La tragédie des communs décrite par Garrett Hardin est aujourd’hui une réalité. Nous produisons et consommons des quantités tellement importantes de biens de consommation que les ressources viennent à manquer, et que l’environnement naturel est profondément déséquilibré par nos activités. Et surtout, nous sommes loin d’être efficients dans nos modes de consommation.

Un exemple ? En Europe, on dénombre entre 5 et 7 voitures pour 10 habitants… et ces voitures sont à l’arrêt 89% du temps. Quand elles roulent, c’est souvent pour transporter une seule personne. Trop de voitures, trop peu utilisées et trop mal utilisées, laisse un immense potentiel non exploité.

C’est sur la base de ce constat que se sont développées récemment les entreprises les plus dynamiques dans le secteur de la mobilité. Uber, Blablacar ou Koolicar par exemple, proposent chacune à leur manière une façon d’utiliser ce potentiel, en partageant les véhicules existants pour nos transports.

C’est ce que l’on appelle l’économie collaborative : au lieu de consommer chaque produit de façon individuelle, l’idée est de partager l’utilisation, de mutualiser les produits, les infrastructures et les plateformes, pour une économie basée sur le partage.

Ce qui peut sonner comme une utopie bienveillante digne de Robert Owen est pourtant une réalité économique, non seulement très concrète, mais surtout très dynamique.

Le marché mondial de l’économie collaborative devrait connaître une croissance de 2100% d’ici 2025

Outre sa voiture, on peut aujourd’hui partager son logement (Aibnb), louer ses vêtements (Poshmark)… Plus étonnant, on peut partager son wifi (Fon) et même l’énergie solaire (Yeloha).

Bref, l’économie collaborative est en plein développement, et PwC estime que le marché mondial pourrait croître de 2100 % dans les 10 prochaines années. Vous avez bien lu : le marché qui représente déjà 15 milliards de dollars aujourd’hui pourrait multiplier sa valeur par plus de 20 et atteindre 335 milliards en 2025.

Cela représente plus de 25% de croissance annuelle. Certains secteurs comme la finance collaborative sont appelés à croître de plus de 60% par an. L’économie collaborative semble donc devenir le nouveau business model qui fonctionne. La preuve ? Le succès du festival OuiShare Fest à Paris qui rassemblait les acteurs de l’économie collaborative avec plus de 180 intervenants et 50 nationalités représentées.
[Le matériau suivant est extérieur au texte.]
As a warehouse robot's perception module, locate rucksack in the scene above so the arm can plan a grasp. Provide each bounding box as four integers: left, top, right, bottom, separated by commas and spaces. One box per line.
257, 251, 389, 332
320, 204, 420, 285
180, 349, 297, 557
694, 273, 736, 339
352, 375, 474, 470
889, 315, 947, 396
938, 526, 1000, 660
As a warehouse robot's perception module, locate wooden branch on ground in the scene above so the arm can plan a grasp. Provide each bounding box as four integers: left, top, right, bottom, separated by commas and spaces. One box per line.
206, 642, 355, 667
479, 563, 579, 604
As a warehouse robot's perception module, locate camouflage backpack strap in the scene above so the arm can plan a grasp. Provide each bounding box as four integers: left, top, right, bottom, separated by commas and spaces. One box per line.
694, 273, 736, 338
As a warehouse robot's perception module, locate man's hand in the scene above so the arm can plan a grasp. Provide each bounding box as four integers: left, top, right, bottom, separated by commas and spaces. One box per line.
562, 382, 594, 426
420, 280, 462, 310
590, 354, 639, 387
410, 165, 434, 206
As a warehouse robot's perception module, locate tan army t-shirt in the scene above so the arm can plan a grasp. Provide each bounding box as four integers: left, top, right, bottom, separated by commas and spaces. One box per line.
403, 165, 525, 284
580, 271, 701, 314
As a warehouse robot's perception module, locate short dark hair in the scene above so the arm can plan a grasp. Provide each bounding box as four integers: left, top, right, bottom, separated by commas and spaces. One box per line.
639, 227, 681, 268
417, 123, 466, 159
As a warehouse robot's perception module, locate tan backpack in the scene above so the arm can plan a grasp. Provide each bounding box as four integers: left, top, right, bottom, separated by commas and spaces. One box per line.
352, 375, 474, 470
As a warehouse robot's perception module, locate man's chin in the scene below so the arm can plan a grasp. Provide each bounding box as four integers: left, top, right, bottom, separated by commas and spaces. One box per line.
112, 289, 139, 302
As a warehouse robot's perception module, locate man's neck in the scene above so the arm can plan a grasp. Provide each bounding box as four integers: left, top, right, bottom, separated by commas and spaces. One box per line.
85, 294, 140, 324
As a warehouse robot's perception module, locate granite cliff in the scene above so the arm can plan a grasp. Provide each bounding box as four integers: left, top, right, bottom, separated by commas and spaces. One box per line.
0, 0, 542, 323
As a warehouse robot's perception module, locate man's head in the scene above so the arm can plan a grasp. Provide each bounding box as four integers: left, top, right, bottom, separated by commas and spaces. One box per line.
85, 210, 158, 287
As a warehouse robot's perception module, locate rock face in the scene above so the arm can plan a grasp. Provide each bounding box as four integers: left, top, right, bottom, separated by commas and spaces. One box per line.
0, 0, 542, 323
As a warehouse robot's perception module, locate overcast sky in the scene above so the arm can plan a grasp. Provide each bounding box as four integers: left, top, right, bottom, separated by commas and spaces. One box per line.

Les millenials et le big data mènent l’expansion de l’économie collaborative

Rien d’étonnant à y regarder de plus près : l’économie collaborative est en train de trouver dans les nouvelles technologies, un formidable vecteur de diffusion. La génération des millenials, acquise à une gestion instantanée et digitale des choses n’a aucun problème à utiliser son smartphone, la localisation GPS et les algorithmes des nouvelles applis afin de trouver tout de suite un produit ou un service à louer, qu’il soit offert par une entreprise ou par un particulier.

Grâce à cette nouvelle tendance de l’économie collaborative, il y a une réelle opportunité pour notre modèle économique d’évoluer. On peut y voir un moyen de transformer un peu de notre nature consumériste pour la rendre plus durable, en offrant à chaque produit plusieurs vies et en mutualisant les services.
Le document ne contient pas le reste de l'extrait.